The lights were low and the walls were decorated with flock wallpaper; stark black geometric patterns on an ivory background.  Shadows cast across the floor and tables wavered as though unsure of their welcome here, and people stepped in and out of them lithely like dancers.  The bar had a small number of people stood at it, stirring cocktails they looked uncertain of having ordered, or holding tumblers of brown and amber liquids with spherical ice cubes in and sipping them as though being forced to.  The tables were equally sparsely populated, mostly by single drinkers with more determination that the bar-huggers.  There was a low hubbub from disparate conversations, but a determined listener could have sat still in the middle and distinguished the words from each and every one.  There was a smell of liquorice in the air as well that might have been from a spilled bottle of cheap Absinthe, but then again might not have been.

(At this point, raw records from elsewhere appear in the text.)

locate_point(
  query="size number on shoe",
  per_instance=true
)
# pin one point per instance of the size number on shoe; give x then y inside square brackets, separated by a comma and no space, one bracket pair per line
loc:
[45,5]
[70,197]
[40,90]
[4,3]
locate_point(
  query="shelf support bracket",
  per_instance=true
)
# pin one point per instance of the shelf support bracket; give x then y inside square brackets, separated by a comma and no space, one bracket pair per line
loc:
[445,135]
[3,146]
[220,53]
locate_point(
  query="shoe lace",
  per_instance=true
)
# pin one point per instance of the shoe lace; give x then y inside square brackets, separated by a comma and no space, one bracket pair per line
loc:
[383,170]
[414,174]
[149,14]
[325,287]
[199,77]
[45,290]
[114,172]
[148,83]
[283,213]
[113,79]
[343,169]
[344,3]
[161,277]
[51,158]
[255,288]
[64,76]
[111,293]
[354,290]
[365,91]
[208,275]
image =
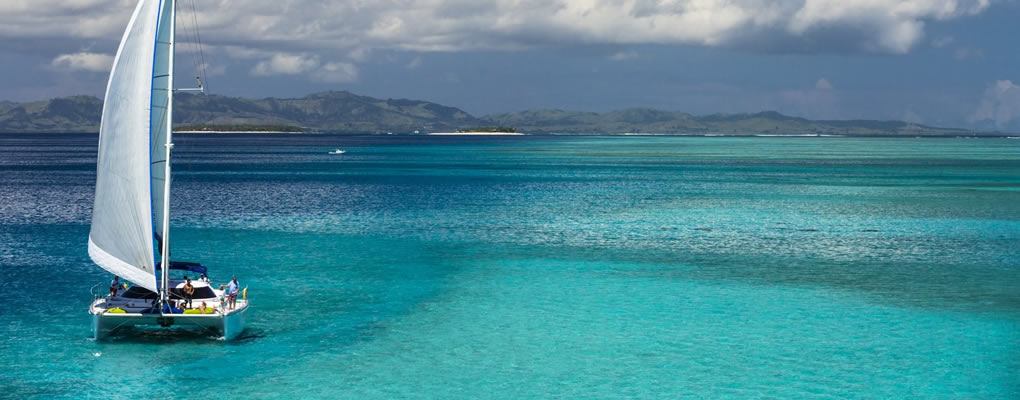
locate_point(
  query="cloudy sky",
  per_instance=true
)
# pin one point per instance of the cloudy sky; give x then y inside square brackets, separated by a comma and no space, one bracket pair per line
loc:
[945,62]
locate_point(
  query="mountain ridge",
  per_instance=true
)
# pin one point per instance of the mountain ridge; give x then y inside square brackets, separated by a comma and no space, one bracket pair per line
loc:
[346,112]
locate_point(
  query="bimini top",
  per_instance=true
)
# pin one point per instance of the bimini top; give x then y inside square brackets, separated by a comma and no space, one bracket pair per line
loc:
[185,265]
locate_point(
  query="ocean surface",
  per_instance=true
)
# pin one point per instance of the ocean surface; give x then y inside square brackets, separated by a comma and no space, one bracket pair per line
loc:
[530,267]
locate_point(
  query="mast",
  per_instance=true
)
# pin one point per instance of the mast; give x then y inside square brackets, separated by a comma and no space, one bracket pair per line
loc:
[165,251]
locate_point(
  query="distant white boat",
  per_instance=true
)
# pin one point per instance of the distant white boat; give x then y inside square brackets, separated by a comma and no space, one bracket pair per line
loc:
[130,233]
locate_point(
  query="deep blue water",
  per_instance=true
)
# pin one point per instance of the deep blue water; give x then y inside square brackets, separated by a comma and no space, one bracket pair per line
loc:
[540,267]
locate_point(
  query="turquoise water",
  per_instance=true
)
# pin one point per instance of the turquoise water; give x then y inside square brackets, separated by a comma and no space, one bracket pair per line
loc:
[541,267]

A woman in a thin white dress walked through the door and was ignored by everyone.  She paused, clearly annoyed by this, and adjusted the front of her dress to expose a little more tanned cleavage, and still earned no reaction.  She shrugged, mostly to herself, and adjusted her shoulder bag; pale green leather with a gold leather strap intended to look like chain-link.  She looked around, then again, as though unable to believe that she couldn’t find who she was looking for.
He tapped her on the shoulder, having come in to the bar behind her.
“Toni,” he said, his voice a little husky.  She half-turned her head, saw him, and then flinched, several seconds too late.  His eyes recognised the slight but his face remained otherwise neutral.  “Shall we sit?”  He gestured to the tables.
She walked to one in the centre of them all and sat down, her bag swinging around to rest in her lap, and her hand cradling it protectively.  The man, Jarvis, raised his eyebrows in the direction of the bar, got an acknowledging nod from the barman, and then walked over and sat down opposite her.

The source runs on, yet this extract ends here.